DevOps Advanced

Feature Flags and Progressive Delivery in Django: Canary Releases, A/B Tests, and Kill Switches

Ship to production continuously without big-bang risk. Build a feature-flag layer in Django, roll features out to a percentage of users, run A/B experiments, and add instant kill switches for when something goes wrong.

DjangoZen Team Jun 06, 2026 17 min read 163 views

Deploying code and releasing a feature should be two separate events. Feature flags let you merge to main, deploy on Tuesday, turn a feature on for 5% of users on Thursday, and roll it back in one click if metrics dip — all without a redeploy. This is progressive delivery, and it is how mature teams ship continuously without betting the site on every release. This tutorial builds a real flag system in Django and the delivery patterns it unlocks.

Decoupling deploy from release

Without flags, every deploy is a gamble: all the new code goes live to everyone the instant it ships, so a bug is an outage and a rollback is another deploy under pressure. Feature flags break that coupling. The deploy becomes boring — the new code ships dormant, wrapped in a flag that is off — and the release becomes a controlled, reversible configuration change you make when you are ready and watching. That separation is the entire point: it turns scary, all-or-nothing launches into gradual, observable, instantly-reversible rollouts, and it lets code sit safely in production ahead of the business decision to turn it on.

It also unlocks workflows that are otherwise impossible: merging long-running work in small safe increments behind a flag instead of in a giant risky branch, testing in production with internal users before anyone else sees a feature, and giving product and sales a switch they can flip without engineering. The flag is the seam between "the code exists" and "customers experience it."

A minimal flag layer

You do not need a SaaS vendor to start. A small model captures the essentials — an on/off switch, a percentage rollout, and an explicit allowlist for specific users:

class FeatureFlag(models.Model):
    key = models.SlugField(unique=True)
    enabled = models.BooleanField(default=False)
    rollout_percent = models.PositiveSmallIntegerField(default=0)  # 0-100
    allowed_users = models.ManyToManyField(User, blank=True)

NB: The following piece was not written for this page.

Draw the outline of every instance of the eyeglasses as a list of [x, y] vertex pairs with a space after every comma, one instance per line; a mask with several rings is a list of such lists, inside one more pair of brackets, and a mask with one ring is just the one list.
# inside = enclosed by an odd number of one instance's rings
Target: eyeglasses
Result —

The model is deliberately simple, but the resolution logic is where the important decisions live — above all, that the same user must always get the same answer for a given flag.

Deterministic resolution

A flag that flips on and off for the same user on every request is useless — the experience flickers and any experiment data is noise. Resolution must be deterministic: bucket each user by hashing the flag key together with their ID, so a user stays in the same bucket as you ramp the percentage up:

import hashlib

def flag_enabled(key, user=None):
    flag = FeatureFlag.objects.filter(key=key).first()
    if not flag or not flag.enabled:
        return False
    if user and flag.allowed_users.filter(pk=user.pk).exists():
        return True
    if flag.rollout_percent >= 100:
        return True
    if not user:
        return False
    bucket = int(hashlib.sha256(
        f"{key}:{user.pk}".encode()).hexdigest(), 16) % 100
    return bucket < flag.rollout_percent

Hashing key:user_id has two crucial properties: a given user's bucket is stable, so raising the rollout from 5% to 25% only ever adds users and never removes someone who already had the feature; and the bucketing differs per flag, so a user in the unlucky 95% for one feature is not systematically excluded from every feature. That stability is what makes both safe rollouts and honest experiments possible.

Caching flag lookups

Every request will check flags, often several, so hitting the database each time is wasteful. Cache flag definitions in Redis with a short TTL — a few seconds to a minute — so lookups are fast but changes still propagate quickly. The short TTL is a deliberate balance: long enough to remove the database load, short enough that flipping a kill switch takes effect almost immediately. For the highest-traffic paths, an in-process cache with an even shorter TTL layered on top removes the Redis round trip too. Whatever you choose, a flag check must be cheap enough that developers never hesitate to add one.

Canary rollouts

The canary pattern ramps a feature gradually while you watch the system's health: 1%, then 5%, 25%, 50%, 100%, pausing at each step to check error rates, latency, and the business metric the feature is meant to move. If the dashboards stay green, you continue; if anything spikes, you drop the rollout back to 0 instantly — no deploy, no rollback branch, just a configuration change. This turns a release from a single terrifying moment into a series of small, observable, reversible steps. The discipline that makes it work is watching the right metrics at each stage and being willing to halt; a canary you do not monitor is just a slow full release.

A/B experiments

The same deterministic bucketing that powers rollouts powers experiments. Assign users to variant A or B by their stable bucket, render the appropriate experience, and emit an analytics event recording which variant each user saw. Then measure the metric you actually care about — conversion, retention, revenue per user — not vanity numbers like clicks. Run the experiment until you reach statistical significance rather than stopping the moment the numbers look good, which is how teams fool themselves with noise. When a winner is clear, ship it to everyone and delete the flag. Done well, this replaces opinion-driven debate with evidence; done carelessly, it produces confident conclusions from random variation, so respect the statistics.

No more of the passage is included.